London, the security capital of the world?
Heiser has had a long experience working in the IT and security sectors, with an MBA in international management as well as stints at the Pentagon and a series of consultancies. Now based in London, he felt that there was a very active infosec community, and that now it could rightly be crowned the security centre of Europe.
Nowadays working with Gartner, Heiser said that he was now working more with people and culture issues changing the way people do things rather than learning new technology. He claimed that in the past IT security had overemphasised the technology, but he was keen to make clear that it wasn't an either/or' situation.
"Defence in depth means that there needs to be human as well as technical mechanisms," he argued. "In the past when we've talked about defence in depth we've had narrow depth you have two locks in front of you door that's not defence in depth."
"We're now full appreciating what technology can do and truly better appreciating what people can do reaching the optimal combination."

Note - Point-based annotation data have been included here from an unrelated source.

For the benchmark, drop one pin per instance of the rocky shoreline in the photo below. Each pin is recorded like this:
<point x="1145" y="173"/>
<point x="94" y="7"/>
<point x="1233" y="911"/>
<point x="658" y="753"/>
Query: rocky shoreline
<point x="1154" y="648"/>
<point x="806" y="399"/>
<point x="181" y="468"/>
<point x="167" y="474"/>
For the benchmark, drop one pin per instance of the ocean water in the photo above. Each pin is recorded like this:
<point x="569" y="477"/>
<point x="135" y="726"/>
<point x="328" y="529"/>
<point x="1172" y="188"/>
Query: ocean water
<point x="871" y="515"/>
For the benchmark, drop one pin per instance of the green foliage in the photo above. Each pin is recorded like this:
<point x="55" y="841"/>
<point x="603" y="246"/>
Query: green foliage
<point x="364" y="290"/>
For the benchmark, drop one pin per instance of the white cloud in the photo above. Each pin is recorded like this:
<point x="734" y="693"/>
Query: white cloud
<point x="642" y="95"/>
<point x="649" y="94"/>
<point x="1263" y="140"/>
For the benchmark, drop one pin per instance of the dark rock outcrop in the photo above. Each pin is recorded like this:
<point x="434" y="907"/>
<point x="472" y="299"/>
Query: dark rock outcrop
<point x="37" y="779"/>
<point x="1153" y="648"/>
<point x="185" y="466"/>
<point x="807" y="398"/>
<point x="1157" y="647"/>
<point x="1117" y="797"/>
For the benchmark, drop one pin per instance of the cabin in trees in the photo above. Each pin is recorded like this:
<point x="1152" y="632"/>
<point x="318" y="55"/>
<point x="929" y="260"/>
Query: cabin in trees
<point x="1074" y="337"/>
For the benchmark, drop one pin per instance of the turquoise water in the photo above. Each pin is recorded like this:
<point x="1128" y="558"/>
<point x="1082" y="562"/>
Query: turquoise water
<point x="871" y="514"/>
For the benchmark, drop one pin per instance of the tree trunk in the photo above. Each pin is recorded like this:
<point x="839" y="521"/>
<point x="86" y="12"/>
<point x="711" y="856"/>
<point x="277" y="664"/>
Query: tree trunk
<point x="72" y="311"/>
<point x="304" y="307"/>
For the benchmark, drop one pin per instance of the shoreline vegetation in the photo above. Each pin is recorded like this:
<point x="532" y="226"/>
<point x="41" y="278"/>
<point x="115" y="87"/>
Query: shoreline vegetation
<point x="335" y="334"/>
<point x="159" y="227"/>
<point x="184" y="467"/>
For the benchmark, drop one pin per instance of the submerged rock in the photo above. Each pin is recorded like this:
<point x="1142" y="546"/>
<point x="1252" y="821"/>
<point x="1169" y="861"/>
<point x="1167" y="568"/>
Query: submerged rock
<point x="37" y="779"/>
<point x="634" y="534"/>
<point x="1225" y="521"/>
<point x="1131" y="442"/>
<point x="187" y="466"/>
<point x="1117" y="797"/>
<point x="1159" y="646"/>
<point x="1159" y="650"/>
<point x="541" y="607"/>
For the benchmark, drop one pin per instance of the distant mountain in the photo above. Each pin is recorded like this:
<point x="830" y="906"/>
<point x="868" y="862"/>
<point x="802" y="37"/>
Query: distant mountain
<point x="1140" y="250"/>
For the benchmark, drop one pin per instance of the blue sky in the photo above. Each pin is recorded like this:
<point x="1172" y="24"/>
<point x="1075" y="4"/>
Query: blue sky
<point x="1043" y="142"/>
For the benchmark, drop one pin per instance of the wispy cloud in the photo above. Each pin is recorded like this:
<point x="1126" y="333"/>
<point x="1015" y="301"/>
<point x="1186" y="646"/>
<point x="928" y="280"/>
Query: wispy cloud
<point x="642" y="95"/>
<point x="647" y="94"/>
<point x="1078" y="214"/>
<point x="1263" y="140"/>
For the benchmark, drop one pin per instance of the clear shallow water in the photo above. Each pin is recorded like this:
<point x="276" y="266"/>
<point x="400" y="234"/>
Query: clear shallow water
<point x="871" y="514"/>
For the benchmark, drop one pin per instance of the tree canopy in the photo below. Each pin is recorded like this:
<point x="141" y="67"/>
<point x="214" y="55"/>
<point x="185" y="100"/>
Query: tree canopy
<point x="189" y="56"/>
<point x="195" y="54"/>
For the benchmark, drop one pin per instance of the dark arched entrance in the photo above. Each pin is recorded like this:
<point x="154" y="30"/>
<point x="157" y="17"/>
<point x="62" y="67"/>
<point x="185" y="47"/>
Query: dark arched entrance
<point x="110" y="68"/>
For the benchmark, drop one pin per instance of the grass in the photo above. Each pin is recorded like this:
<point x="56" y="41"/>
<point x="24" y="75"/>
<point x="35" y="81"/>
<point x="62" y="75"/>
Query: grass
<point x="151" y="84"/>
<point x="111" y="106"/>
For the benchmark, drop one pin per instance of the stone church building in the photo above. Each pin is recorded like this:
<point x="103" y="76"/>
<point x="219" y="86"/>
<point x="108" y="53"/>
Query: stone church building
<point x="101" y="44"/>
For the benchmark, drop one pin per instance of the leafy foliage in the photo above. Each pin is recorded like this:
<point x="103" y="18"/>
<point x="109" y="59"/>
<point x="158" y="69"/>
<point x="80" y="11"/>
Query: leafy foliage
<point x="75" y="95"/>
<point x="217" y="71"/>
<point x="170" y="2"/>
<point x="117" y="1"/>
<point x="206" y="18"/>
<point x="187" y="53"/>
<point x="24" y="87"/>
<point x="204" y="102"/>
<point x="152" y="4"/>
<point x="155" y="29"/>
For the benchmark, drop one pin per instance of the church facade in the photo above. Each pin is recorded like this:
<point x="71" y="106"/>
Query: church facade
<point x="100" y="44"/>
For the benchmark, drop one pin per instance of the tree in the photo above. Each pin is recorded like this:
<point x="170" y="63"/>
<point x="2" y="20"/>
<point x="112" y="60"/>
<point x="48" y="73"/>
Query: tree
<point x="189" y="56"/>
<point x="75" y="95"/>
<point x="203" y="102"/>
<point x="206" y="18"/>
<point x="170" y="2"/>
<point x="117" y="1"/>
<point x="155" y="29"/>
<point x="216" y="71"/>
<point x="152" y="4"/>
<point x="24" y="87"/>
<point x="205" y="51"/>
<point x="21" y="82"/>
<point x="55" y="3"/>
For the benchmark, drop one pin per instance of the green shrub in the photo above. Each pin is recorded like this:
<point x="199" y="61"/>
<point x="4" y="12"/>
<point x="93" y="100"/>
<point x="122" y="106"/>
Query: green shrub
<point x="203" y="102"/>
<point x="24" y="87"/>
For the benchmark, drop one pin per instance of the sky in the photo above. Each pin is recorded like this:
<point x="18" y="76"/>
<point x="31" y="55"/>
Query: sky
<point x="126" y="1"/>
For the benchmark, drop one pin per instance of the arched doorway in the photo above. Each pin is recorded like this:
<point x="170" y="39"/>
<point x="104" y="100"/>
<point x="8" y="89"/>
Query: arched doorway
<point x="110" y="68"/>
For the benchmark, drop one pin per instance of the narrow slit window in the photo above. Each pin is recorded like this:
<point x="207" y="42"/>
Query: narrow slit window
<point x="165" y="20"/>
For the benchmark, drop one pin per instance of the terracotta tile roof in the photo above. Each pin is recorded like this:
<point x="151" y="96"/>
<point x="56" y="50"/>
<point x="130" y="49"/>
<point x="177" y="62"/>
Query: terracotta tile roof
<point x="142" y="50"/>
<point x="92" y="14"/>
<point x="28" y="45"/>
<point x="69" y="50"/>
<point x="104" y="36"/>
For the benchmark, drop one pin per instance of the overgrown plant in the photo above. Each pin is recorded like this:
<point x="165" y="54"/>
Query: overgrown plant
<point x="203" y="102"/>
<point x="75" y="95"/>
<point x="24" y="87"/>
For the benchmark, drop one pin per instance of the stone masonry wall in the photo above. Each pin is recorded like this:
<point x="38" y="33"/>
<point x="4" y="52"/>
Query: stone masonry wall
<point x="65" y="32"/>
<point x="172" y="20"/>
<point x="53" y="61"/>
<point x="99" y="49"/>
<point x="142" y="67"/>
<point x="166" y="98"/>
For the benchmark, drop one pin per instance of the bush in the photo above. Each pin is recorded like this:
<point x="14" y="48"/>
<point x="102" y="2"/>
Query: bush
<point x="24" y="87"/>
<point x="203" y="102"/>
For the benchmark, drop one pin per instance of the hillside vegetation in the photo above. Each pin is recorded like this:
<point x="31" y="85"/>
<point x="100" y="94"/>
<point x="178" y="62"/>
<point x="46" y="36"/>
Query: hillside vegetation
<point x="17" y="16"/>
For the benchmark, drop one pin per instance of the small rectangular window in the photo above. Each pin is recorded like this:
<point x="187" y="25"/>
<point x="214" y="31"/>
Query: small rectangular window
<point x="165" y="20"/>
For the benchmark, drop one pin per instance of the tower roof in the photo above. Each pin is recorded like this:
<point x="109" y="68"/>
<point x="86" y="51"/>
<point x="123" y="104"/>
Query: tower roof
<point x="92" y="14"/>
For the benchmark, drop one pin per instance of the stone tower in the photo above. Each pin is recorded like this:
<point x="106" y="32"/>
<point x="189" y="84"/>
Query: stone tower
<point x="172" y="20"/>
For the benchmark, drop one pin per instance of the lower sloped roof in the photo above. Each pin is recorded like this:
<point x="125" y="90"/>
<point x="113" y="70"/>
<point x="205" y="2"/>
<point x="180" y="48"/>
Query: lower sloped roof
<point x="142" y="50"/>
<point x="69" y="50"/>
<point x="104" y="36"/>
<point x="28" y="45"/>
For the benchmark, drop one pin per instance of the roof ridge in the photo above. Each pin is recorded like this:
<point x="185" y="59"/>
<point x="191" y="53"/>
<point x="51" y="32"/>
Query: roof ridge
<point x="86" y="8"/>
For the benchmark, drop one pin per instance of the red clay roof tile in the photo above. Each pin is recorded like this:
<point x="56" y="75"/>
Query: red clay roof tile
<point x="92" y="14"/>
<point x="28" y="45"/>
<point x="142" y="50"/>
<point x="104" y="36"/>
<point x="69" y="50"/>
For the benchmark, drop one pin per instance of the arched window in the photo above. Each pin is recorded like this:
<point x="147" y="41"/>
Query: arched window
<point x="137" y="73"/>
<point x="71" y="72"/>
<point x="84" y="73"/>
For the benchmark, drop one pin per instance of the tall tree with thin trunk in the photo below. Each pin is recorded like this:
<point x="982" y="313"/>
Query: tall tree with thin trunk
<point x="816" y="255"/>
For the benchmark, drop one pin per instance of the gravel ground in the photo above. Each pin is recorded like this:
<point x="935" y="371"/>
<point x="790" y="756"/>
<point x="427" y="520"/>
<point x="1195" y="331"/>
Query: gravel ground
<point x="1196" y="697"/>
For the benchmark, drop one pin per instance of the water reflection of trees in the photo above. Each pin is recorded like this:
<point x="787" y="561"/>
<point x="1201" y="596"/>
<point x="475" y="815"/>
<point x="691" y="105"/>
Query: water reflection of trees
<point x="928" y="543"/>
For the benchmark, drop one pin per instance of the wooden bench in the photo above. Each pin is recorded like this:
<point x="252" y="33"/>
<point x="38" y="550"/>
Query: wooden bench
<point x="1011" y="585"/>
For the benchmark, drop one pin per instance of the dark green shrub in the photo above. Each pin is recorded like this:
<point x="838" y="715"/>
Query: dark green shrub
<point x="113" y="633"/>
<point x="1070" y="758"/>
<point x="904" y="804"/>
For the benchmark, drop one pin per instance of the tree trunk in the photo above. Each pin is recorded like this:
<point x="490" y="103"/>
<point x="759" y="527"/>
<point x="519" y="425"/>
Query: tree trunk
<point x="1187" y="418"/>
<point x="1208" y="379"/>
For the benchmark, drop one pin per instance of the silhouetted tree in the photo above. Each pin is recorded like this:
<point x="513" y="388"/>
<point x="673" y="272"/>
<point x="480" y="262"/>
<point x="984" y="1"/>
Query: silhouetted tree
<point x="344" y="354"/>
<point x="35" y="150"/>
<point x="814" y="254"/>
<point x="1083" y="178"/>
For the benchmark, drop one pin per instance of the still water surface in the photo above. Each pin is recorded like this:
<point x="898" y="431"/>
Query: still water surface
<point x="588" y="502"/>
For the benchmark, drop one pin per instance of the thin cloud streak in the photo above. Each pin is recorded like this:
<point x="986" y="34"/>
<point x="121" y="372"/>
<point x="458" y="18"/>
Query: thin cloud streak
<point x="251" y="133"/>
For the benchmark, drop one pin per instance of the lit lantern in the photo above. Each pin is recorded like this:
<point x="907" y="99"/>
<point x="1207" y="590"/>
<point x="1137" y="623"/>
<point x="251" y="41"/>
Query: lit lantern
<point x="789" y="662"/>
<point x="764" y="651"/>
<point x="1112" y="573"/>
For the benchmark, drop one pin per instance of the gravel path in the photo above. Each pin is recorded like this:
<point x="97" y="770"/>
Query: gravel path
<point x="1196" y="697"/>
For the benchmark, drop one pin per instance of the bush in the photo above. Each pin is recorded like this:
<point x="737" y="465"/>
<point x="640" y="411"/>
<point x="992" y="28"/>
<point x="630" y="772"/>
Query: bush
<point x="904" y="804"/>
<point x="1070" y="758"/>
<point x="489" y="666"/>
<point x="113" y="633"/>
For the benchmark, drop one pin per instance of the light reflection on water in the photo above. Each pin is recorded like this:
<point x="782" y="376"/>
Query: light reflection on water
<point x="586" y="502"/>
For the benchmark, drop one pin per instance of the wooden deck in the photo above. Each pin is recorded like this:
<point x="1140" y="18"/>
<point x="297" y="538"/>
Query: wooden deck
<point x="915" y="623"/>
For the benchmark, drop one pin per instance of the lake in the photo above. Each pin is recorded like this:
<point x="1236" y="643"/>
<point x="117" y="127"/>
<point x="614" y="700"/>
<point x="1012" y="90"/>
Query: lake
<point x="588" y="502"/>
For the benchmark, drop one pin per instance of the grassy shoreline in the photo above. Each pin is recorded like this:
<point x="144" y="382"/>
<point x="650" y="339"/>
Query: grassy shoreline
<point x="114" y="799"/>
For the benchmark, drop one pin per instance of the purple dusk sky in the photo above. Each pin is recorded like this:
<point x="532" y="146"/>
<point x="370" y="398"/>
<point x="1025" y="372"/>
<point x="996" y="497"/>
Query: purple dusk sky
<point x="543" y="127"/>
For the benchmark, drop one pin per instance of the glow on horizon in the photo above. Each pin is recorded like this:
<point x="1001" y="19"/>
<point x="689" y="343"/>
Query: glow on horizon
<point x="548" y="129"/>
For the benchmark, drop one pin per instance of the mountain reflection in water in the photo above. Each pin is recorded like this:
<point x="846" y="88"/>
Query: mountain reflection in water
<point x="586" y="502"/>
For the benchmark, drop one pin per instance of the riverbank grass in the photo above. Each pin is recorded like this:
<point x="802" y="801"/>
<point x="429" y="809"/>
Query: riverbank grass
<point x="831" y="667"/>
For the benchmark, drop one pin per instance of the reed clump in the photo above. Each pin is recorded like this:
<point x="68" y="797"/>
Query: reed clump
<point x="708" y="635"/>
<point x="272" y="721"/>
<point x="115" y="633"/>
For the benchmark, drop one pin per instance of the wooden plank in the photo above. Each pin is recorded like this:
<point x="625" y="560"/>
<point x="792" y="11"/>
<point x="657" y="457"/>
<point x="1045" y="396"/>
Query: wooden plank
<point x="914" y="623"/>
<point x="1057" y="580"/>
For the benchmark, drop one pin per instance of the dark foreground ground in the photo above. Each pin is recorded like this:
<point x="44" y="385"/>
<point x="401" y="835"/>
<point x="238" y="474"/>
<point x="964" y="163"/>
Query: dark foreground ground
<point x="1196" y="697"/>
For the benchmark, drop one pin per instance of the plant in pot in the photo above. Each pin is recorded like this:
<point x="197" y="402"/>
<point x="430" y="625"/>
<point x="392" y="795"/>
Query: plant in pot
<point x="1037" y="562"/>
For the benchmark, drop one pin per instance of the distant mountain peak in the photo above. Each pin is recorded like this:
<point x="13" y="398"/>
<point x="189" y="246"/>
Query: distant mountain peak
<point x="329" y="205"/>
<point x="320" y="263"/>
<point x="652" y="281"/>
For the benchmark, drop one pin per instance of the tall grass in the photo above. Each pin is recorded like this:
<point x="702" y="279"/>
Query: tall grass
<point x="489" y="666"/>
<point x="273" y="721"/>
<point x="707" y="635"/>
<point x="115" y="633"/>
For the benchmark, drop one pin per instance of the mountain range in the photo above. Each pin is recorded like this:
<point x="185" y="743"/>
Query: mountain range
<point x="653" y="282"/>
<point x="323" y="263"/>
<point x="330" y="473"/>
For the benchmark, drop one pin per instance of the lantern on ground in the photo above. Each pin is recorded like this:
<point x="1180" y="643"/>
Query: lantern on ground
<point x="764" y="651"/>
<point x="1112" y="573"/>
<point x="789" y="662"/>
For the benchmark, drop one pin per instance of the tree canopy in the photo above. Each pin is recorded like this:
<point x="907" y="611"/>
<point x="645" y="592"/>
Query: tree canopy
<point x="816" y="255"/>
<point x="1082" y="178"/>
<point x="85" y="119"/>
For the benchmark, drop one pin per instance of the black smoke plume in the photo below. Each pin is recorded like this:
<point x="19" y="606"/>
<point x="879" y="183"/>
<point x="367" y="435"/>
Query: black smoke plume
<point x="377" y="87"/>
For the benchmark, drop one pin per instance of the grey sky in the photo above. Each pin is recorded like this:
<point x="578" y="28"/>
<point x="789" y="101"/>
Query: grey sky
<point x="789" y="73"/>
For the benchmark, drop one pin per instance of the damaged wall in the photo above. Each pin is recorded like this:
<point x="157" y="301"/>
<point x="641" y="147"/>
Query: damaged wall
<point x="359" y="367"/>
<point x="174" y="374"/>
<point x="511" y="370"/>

Heiser said that the people who ran businesses needed to appreciate risks so they could make good decisions, and that it shouldn't be technology people. He claimed putting technology people in charge would usually lead to overspending, and also meant companies could miss some big risks.
Living and working in the UK, Heiser was very positive about this country when it came to attitudes about IT security, claiming that we led the world when it came to approaching it in a process orientated way, with the Americans belatedly following behind.
He said: "Generally speaking, the UK has not been a leader in technology in the [security] area, although there have been a few areas where they have been. However, in terms of process the UK has taken a global leadership and I think it's something the local community should be proud of."